O meu terceiro argumento é que nós vivemos entre verdade, conto e sonho: os três se misturam tanto em Sandman quanto na nossa própria realidade. O que as histórias contam para você? Todas as que você pode beber ao ponto de saborear uma nova vida? Todas as histórias contam uma verdade que vive na sombra da mente dos autores. Ao mesmo tempo, após a leitura, ela também vive na mente do leitor - e o influencia. Nós somos influenciados por histórias, como, por exemplo, no passado, os grandes reis foram influenciados pela figura do rei Arthur. É nessa miscigenação entre verdade, mito e sonho que vivemos e continuaremos vivendo, como Sandman continua a viver agora e viverá amanhã. Toda narrativa conta a verdade-sombra e nós precisamos nos agarrar a ela quando desejarmos, como fazemos com os sonhos. Como podemos fazer e devemos fazer com Sandman.
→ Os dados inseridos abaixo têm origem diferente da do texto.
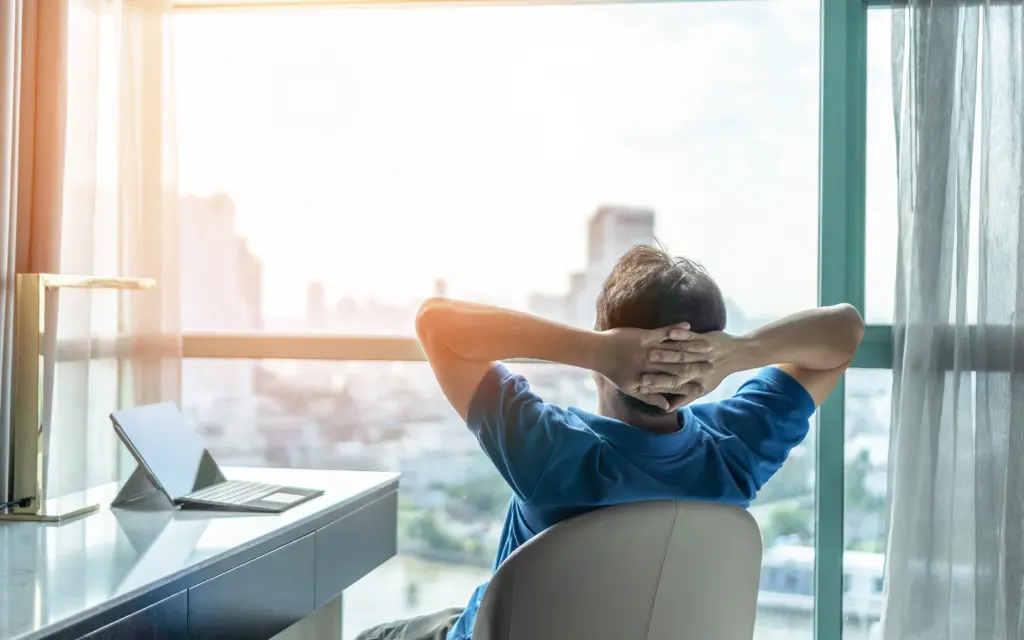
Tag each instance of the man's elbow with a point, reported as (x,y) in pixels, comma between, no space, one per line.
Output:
(850,330)
(433,315)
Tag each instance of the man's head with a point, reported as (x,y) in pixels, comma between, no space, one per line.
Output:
(649,289)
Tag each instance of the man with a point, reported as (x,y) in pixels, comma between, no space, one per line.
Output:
(658,344)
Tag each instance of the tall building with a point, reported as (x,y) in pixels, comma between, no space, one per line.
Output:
(440,288)
(315,306)
(613,229)
(610,231)
(221,291)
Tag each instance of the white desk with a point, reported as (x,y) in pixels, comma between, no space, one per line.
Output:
(153,571)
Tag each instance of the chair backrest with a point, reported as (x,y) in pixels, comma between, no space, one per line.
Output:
(653,570)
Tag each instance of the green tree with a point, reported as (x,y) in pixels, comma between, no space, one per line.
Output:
(857,494)
(425,527)
(486,497)
(793,480)
(786,520)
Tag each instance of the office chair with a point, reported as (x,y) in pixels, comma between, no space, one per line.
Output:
(654,570)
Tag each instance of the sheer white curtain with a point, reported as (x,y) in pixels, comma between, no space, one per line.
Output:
(955,547)
(118,217)
(10,28)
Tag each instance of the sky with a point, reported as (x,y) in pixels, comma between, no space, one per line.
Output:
(379,150)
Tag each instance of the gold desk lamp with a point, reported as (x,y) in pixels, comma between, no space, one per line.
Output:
(30,435)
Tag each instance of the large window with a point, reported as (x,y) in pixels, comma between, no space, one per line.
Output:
(372,158)
(868,400)
(881,192)
(339,166)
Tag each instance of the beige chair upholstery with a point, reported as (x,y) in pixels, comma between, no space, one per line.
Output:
(654,570)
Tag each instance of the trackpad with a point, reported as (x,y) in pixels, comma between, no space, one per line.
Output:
(282,498)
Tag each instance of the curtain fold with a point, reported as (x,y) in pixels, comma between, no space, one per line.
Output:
(118,217)
(10,46)
(955,547)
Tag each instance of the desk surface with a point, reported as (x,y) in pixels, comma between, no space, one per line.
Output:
(52,577)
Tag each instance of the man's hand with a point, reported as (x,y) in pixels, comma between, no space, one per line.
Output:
(717,348)
(625,356)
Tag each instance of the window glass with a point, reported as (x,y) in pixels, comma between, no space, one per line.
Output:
(373,158)
(868,400)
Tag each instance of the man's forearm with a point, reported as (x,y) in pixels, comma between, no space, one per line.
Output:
(819,339)
(483,333)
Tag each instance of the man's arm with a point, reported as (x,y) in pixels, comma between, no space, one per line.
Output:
(463,340)
(814,346)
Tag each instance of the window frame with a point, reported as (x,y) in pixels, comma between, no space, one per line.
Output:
(843,100)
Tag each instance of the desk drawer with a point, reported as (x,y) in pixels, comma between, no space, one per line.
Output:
(166,620)
(355,545)
(257,599)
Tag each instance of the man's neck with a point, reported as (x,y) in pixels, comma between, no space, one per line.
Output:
(654,424)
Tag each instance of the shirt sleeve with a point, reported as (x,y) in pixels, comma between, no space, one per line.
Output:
(758,427)
(516,429)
Embora eu tenha muitos outros pontos para corroborar porque essa frase define, em minha opinião, Sandman - e talvez a nós mesmos e nossa história -, beberei agora, junto de você, do meu último argumento: todas as narrativas são pontos de vista, nada além de pontos em que alguém fala e o outro enxerga alguma coisa. Essas narrativas geradoras de pontos de vistas podem ser ou não ser além do que foi demonstrado, o mesmo com a própria história e a realidade dos fatos.
O fato é distorcido e, de tão distorcido, o fato que é a verdade - se é que existe uma - se torna apagado na imensidão dos ideais. Sandman é sonho, não porque seu protagonista é o próprio Sonho, mas porque nos faz sonhar com a verdade - a intrínseca e a múltipla - tal como tem a sua função primordial, exatamente igual aos mitos. O que eu quero dizer, com essa frase, é que Sandman é tão mítico e verdadeiro quanto a Ilíada, quanto a Odisseia ou a Eneida, além disso, é a verdade-sombra que prospera e é primordial como os mitos, não ler Sandman é perder um pouco do mítico que há dentro de você e você nunca foi capaz de enxergar.
Não somente de metáforas a questão mítica se faz presente na narrativa, os deuses realmente aparecem, como os anjos, os demônios e os perpétuos. Você conhece os deuses, os anjos, os demônios e os personagens - se é um leitor ávido de histórias de super-heróis ou um assíduo conhecer do cinema contemporâneo - sobre-humanos e super-humanos que aparecem nos quadrinhos da DC Comics, mas e os perpétuos? Personagens incrivelmente bem elaborados por Neil Gaiman, eles são aqueles que existiram antes dos deuses e morrerão - não da forma que conhecemos a morte -quando o último dos homens padecer.